On a interviewé… Sciences Po Zéro Fossile

28 mars 2017 par Cassandre Charrier Témoignages 64 visites

Dans le cadre de la Semaine étudiante du Développement Durable, qui a lieu du 1er au 7 avril dans tous les campus de France, le REFEDD et le collectif 350 France lancent une campagne d’action « Zéro Fossile » pour demander aux universités de prendre position et rompre les liens avec l’industrie fossile. Pour présenter plus concrètement ce que sont les actions « Zéro Fossile », nous sommes allés à la rencontre de 2 étudiant.e.s de Sciences Po Paris, Nicole Leonard et Maximilian Friedrich, membres de l’équipe Sciences Po Zéro Fossile. 

 

Tout d’abord, pouvez-vous vous présenter ? Qu’est ce que Sciences Po Zéro fossile ? 

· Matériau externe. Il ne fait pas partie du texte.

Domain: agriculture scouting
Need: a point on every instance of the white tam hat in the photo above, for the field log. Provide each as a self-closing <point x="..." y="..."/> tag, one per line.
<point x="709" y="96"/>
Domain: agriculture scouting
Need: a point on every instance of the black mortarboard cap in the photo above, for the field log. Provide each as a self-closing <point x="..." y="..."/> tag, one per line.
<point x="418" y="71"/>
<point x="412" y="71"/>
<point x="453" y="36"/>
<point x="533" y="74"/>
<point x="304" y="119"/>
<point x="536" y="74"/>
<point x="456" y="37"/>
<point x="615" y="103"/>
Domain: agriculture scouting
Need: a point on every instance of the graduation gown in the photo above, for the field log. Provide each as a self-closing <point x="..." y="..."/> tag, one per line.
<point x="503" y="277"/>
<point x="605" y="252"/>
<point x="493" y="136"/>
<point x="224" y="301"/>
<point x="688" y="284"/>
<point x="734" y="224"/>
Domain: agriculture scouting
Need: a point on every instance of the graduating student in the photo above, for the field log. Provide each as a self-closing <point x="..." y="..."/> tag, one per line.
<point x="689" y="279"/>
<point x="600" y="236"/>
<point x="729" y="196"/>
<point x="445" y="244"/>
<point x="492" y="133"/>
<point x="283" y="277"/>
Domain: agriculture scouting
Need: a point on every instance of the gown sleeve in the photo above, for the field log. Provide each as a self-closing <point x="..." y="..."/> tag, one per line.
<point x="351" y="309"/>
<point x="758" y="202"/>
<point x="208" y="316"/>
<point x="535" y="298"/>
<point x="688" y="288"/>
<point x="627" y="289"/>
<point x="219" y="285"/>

Nous sommes un équipe d’étudiants qui exigent que Sciences Po coupe tous ses liens avec l’industrie fossile. Cela signifie, par exemple, que l’école doit cesser son partenariat stratégique avec Total (depuis 2011) et qu’elle refuse toutes donations des entreprises issuent de l’industrie fossile (notamment : Gazprom, Total, ENGIE, EDF). Pourquoi est-ce que nous exigeons que Sciences Po cesse ces liens avec cette industrie ? 
Selon les scientifiques, si elles sont exploitées, les réserves fossiles (pétrole, charbon, gaz) découvertes dépassent largement le budget carbone qu’il est possible d’émettre si nous souhaitons atteindre l’objectif que s’est fixé pratiquement tous les gouvernements de la planète en décembre 2015 à Paris : celui de limiter la hausse de la température mondiale “nettement en dessous de 2°C”, en se fixant un objectif plus précis de 1,5°C.

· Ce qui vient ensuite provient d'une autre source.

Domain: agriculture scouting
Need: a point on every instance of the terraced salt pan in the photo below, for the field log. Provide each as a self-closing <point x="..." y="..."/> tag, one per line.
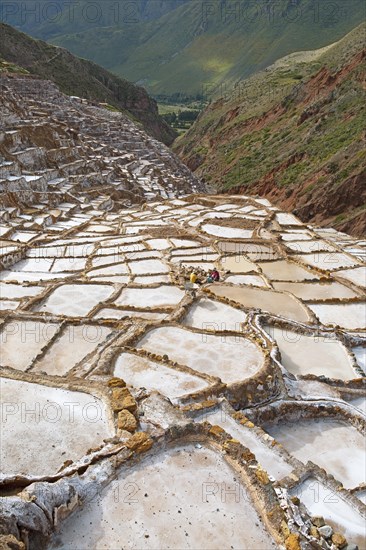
<point x="208" y="314"/>
<point x="33" y="264"/>
<point x="304" y="247"/>
<point x="227" y="232"/>
<point x="296" y="235"/>
<point x="332" y="444"/>
<point x="22" y="341"/>
<point x="151" y="279"/>
<point x="75" y="343"/>
<point x="327" y="261"/>
<point x="27" y="277"/>
<point x="287" y="219"/>
<point x="237" y="264"/>
<point x="351" y="316"/>
<point x="359" y="403"/>
<point x="148" y="266"/>
<point x="99" y="261"/>
<point x="140" y="372"/>
<point x="8" y="305"/>
<point x="201" y="257"/>
<point x="68" y="264"/>
<point x="283" y="270"/>
<point x="201" y="250"/>
<point x="356" y="275"/>
<point x="111" y="313"/>
<point x="68" y="422"/>
<point x="159" y="244"/>
<point x="254" y="280"/>
<point x="206" y="266"/>
<point x="100" y="228"/>
<point x="23" y="236"/>
<point x="271" y="461"/>
<point x="198" y="514"/>
<point x="360" y="354"/>
<point x="75" y="300"/>
<point x="114" y="279"/>
<point x="161" y="296"/>
<point x="46" y="252"/>
<point x="302" y="354"/>
<point x="267" y="300"/>
<point x="322" y="501"/>
<point x="230" y="358"/>
<point x="316" y="291"/>
<point x="255" y="251"/>
<point x="115" y="269"/>
<point x="80" y="250"/>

Face à cette menace, notre campagne s’inscrit dans le cadre global du “mouvement pour le désinvestissement”. Ce mouvement, lancé par l’ONG 350.org il y a 4 ans, a pour objectif de convaincre les institutions publiques (université, musée etc.) de couper les liens qu’elles entretiennent avec le secteur des énergies fossiles. Pour atteindre cet objectif, il est essentiel que ces institutions retirent leurs investissement du secteur des énergies fossiles afin d’encourager la transition vers un système énergétique durable. Par conséquent, nous pensons que Sciences Po doit assumer sa responsabilité face au changement climatique et agir de manière plus éthique.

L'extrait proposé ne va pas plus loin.